The Arctic Monkeys are amazing, but there was something really left field magical about The Last Shadow Puppets’ 2008 debut, The Age of the Understatement. A paean to Scott Walker’s lush orchestral pop, the record relocated Turner’s wry voice to this quixotic, retro landscape, with remarkable success. In a tsunami of string arrangements, without much hint of irony, The Last Shadow Puppets made an entire record in the style of a classic Bond theme. Kane and Turner were play-acting the sixties, but the strength of their songwriting made it work.
Eight years (and three Arctic Monkeys records) later, The Last Shadow Puppets are back and more excessive than ever. They’ve presented themselves to the world in matching velour tracksuits and heavy gold rings; a private members club with only two members who are emboldened by money, accolades and age; bearing a record brimming with ridiculous drama called Everything You’ve Come to Expect.
Much like The Last Shadow Puppets’ debut, the new album is steeped in nostalgia, but the references are wider this time around. It wraps funk, disco and new wave in with the crooning sixties sound, as well as harder-edge rock – a bit of sneer within the sultriness. The through line is Owen Pallet, who came in to do the string arrangements for a second time, but joined the band much earlier in the process. Pallett’s presence in the studio has forged a slicker, deeper interplay between guitar riffs and violins, with even greater orchestral ambition. Sometimes lush and romantic, sometimes shrieking with the tension of a Hitchcock score, the strings are the thing that gives The Last Shadow Puppets shape.

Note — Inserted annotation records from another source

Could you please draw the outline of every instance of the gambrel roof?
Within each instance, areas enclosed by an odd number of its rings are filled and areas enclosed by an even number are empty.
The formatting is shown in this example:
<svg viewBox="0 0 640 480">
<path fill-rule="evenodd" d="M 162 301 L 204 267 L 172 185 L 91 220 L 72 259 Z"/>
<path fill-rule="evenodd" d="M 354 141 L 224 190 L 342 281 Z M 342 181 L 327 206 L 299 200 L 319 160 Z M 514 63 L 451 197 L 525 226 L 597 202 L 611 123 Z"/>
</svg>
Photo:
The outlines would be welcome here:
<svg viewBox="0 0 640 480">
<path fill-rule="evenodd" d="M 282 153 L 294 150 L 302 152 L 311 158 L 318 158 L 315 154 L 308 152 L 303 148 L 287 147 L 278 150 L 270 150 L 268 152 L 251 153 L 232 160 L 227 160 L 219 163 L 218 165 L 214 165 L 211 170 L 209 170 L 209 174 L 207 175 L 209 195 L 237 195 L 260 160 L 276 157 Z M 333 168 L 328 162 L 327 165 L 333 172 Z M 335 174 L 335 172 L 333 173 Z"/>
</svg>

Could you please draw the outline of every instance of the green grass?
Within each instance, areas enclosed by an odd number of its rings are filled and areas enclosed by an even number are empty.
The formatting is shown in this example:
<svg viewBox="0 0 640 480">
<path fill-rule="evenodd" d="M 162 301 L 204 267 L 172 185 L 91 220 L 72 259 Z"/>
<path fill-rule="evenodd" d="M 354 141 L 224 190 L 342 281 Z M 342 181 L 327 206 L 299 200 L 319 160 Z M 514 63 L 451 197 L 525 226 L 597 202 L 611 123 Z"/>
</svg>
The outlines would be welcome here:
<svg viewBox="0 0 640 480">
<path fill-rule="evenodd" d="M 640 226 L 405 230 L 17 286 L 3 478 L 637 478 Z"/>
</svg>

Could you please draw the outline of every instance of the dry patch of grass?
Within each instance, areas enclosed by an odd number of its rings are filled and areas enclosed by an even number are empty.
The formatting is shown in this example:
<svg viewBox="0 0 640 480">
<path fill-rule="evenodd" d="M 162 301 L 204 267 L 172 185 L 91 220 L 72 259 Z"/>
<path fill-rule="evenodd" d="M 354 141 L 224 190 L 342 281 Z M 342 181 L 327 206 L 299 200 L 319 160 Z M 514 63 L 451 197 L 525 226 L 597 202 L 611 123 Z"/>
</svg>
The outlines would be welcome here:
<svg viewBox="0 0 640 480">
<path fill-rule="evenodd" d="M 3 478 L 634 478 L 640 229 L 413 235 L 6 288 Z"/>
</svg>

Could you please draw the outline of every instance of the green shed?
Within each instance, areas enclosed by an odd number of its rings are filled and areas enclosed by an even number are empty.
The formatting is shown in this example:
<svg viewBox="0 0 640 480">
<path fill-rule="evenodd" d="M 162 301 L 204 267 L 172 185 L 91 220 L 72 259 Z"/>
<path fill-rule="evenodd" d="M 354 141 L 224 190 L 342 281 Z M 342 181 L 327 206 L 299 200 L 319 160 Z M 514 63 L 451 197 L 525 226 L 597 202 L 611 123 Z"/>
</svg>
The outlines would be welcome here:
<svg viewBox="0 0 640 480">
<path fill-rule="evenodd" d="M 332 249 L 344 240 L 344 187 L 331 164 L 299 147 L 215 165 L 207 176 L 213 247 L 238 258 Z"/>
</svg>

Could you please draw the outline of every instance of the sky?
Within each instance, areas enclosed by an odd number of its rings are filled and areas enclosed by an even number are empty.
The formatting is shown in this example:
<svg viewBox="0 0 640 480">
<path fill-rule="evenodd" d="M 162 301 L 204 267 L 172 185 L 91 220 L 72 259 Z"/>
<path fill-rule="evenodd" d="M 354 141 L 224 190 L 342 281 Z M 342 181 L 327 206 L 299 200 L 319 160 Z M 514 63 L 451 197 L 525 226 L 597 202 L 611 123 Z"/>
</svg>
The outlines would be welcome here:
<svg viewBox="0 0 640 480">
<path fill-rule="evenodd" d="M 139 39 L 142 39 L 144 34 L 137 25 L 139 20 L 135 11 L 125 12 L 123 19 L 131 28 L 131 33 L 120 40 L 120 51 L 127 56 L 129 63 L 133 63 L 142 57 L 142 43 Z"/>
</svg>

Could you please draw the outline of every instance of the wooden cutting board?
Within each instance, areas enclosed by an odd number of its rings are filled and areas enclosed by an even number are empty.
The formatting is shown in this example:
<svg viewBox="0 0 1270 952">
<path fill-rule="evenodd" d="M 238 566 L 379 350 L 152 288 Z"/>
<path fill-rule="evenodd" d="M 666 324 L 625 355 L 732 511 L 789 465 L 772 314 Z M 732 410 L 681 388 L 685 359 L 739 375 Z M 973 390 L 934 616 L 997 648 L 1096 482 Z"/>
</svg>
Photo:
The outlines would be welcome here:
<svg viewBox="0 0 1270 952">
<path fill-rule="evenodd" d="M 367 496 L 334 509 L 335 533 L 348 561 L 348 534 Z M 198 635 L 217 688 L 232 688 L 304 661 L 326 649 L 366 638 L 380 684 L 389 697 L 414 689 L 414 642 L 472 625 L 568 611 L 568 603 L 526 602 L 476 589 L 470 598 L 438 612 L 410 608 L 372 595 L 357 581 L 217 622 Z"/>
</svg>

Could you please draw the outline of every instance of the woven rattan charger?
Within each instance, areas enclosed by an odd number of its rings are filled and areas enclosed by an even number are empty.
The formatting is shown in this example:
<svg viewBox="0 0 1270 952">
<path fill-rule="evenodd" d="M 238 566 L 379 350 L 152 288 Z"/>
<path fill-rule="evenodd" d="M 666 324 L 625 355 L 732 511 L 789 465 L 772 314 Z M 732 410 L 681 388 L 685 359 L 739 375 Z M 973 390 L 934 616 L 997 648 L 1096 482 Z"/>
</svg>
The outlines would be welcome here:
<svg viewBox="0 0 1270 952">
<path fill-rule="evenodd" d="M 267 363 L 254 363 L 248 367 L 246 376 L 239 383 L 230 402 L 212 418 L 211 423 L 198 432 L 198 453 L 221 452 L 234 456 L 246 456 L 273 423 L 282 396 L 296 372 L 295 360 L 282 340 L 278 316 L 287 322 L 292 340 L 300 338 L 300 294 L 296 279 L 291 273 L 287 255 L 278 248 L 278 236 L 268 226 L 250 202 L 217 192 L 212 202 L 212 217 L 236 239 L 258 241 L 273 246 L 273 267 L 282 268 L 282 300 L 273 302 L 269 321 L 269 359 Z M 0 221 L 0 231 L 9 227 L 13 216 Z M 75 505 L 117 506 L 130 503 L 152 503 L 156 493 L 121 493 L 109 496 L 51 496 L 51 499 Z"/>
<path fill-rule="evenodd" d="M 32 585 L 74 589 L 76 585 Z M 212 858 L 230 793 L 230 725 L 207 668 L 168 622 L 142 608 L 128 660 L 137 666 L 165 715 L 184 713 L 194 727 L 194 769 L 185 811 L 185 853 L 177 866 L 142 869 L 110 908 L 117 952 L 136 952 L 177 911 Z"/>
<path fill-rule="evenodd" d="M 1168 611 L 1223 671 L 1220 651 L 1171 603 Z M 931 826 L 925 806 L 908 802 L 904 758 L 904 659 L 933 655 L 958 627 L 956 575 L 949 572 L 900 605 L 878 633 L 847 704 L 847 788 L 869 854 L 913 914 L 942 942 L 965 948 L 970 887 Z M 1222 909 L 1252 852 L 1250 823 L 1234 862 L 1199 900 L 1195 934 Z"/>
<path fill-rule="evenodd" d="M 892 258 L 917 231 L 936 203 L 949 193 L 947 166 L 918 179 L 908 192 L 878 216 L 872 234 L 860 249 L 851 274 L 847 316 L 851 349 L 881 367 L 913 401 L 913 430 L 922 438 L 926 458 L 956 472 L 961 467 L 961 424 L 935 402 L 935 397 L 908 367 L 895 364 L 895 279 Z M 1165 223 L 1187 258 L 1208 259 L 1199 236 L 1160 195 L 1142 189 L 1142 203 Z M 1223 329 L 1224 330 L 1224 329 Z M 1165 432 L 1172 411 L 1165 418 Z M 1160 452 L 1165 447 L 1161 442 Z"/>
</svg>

What’s most different, what’s more intense about Everything You’ve Come to Expect, is the lyrical tone. The record is full of sleaze. Out of the gate, on Aviation, Turner sings, “Where do you want it? It’s your decision honey. My planet or yours?” On Miracle Aligner, Kane invites a girl to, “Go and get ‘em tiger, get down on your knees again” while Turner tells another on The Element of Surprise, “Just let me know when you want your socks knocking off.” Dracula Teeth, with its high camp take on teen boy fantasy, doesn’t bear explaining.
When they’re not being predatory on this record, Kane and Turner are expressing love in epic, idealised, nostalgic ballads – a lamenting lothario mode that is almost as crass as the near constant come-ons. They pay homage to a pastoral manic pixie dream girl in She Does The Woods (“She’ll jump in the river, you’ll wish you’re the water”) and deliver a keening John Waters-esque torch song with Sweet Dreams, TN (an ode to Turner’s model girlfriend, Taylor Bagley), tumbling around in their own sardonic melodrama.
The thing is, all this rich, thick silliness is what makes the album great. For Turner, The Last Shadow Puppets is a flamboyant alter ego, a place where he can spread his peacock feathers and channel a river of rock ‘n’ roll history into bolshy, beautiful, epically charming tunes. And the music is the perfect expression of Kane and Turner’s relationship, a natural extension of their aesthetic project. Everything You’ve Come to Expect is stylish, self-satisfied, smug, sleazy, cocky, crass and confident. It is completely, utterly over the top and that’s just where these boys want to be.